Statistical Comparisons
Automatic test selection
AnnealIQ selects the appropriate statistical test based on your experimental design. The selection reasoning is displayed alongside every result so you can verify the choice.
Two-group comparisons
Welch’s t-test is used by default for two-group comparisons. It does not assume equal variance — the safer choice for biological data. If the normality assumption fails (Shapiro-Wilk test), AnnealIQ switches to the Mann-Whitney U non-parametric alternative and explains why.
Effect size is reported as Cohen’s d.
Multi-group comparisons
One-way ANOVA with Tukey HSD post-hoc is used for three or more groups. If normality fails, Kruskal-Wallis is used instead.
Effect size is reported as eta-squared (η²).
Two-way ANOVA with interaction
For experiments with two independent variables (e.g., treatment × genotype), AnnealIQ offers two-way factorial ANOVA. The AI detects factorial designs from group names like "WT_Control", "WT_Treated", "KO_Control", "KO_Treated".
A factor confirmation card shows detected factors, their levels, and cell sizes. If any cell has fewer than 4 biological replicates, a power warning appears. You can confirm, swap which variable is Factor A vs. Factor B, or reject to one-way ANOVA.

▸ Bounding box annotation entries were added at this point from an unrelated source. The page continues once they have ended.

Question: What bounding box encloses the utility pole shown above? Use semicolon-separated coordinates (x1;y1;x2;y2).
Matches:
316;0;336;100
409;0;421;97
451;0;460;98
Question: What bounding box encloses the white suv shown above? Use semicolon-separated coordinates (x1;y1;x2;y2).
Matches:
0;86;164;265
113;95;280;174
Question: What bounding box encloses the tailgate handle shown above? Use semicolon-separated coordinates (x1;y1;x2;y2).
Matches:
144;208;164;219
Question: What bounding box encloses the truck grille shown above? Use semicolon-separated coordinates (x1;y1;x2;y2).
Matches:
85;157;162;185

Results include: Type III sum of squares, F-statistics, p-values, and partial eta-squared for Factor A, Factor B, and the A:B interaction. Assumption tests (Shapiro-Wilk on residuals, Levene’s for variance homogeneity) are included.

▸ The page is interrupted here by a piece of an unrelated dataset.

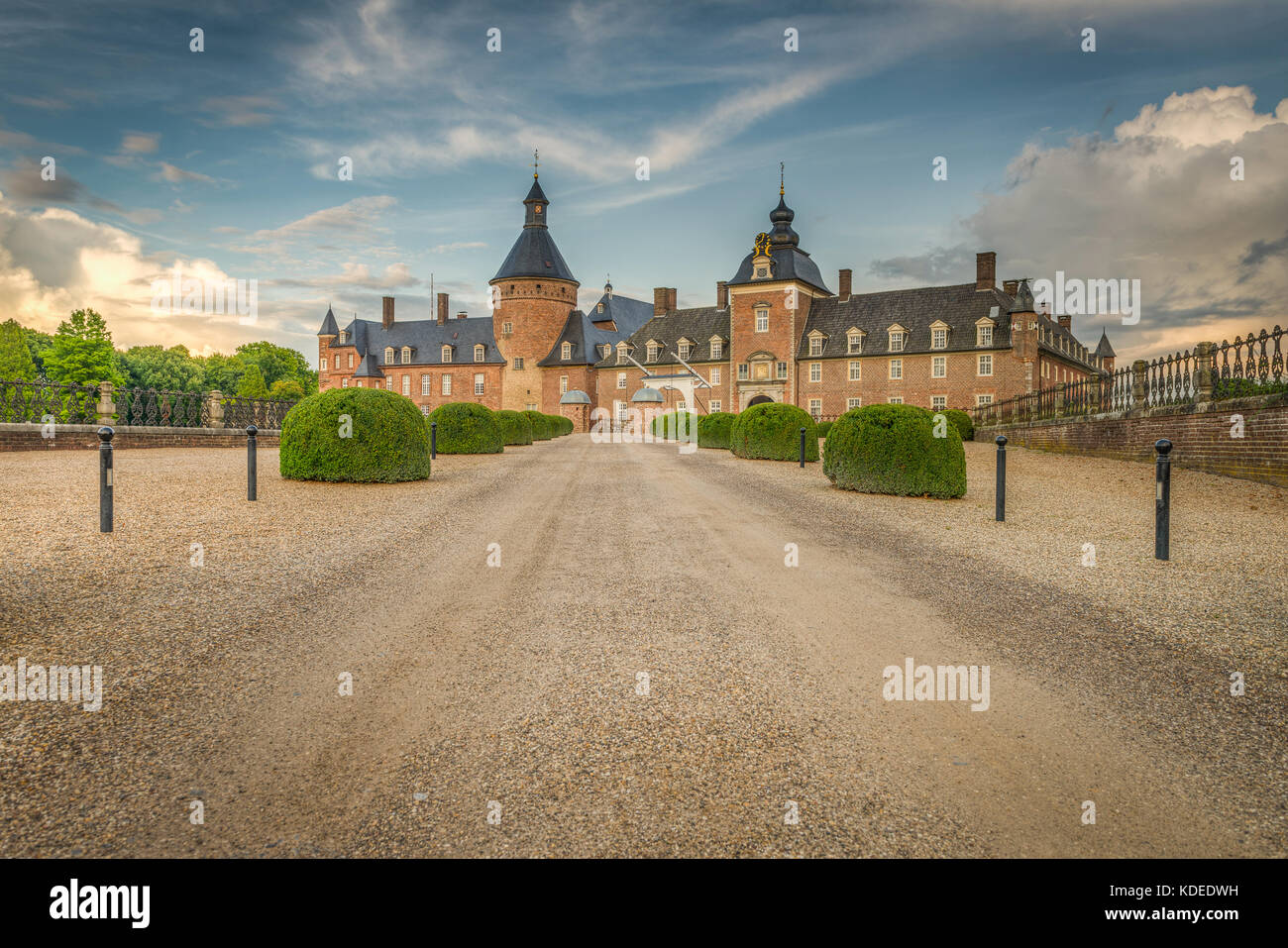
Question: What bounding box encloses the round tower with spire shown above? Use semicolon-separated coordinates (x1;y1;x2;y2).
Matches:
489;152;579;413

An interaction plot renders with Factor A on the x-axis and Factor B levels as line colors. If the interaction is significant, Tukey HSD post-hoc comparisons auto-expand. The AI uses "depends on" language for interaction interpretation — never "causes".
If residuals fail the normality test, AnnealIQ falls back to the Scheirer-Ray-Hare non-parametric test and explains the practical difference.
Normality testing
For samples of n ≤ 50, AnnealIQ uses the true Shapiro-Wilk test with contextual attribution ("Shapiro-Wilk normality test, appropriate for n = N samples"). For n > 50, it falls back to the Jarque-Bera test.
P-value formatting
All p-values follow APA 7th edition formatting: no leading zero, asterisk notation (* < .05, < .01, * < .001). P-values below .001 are reported as "< .001".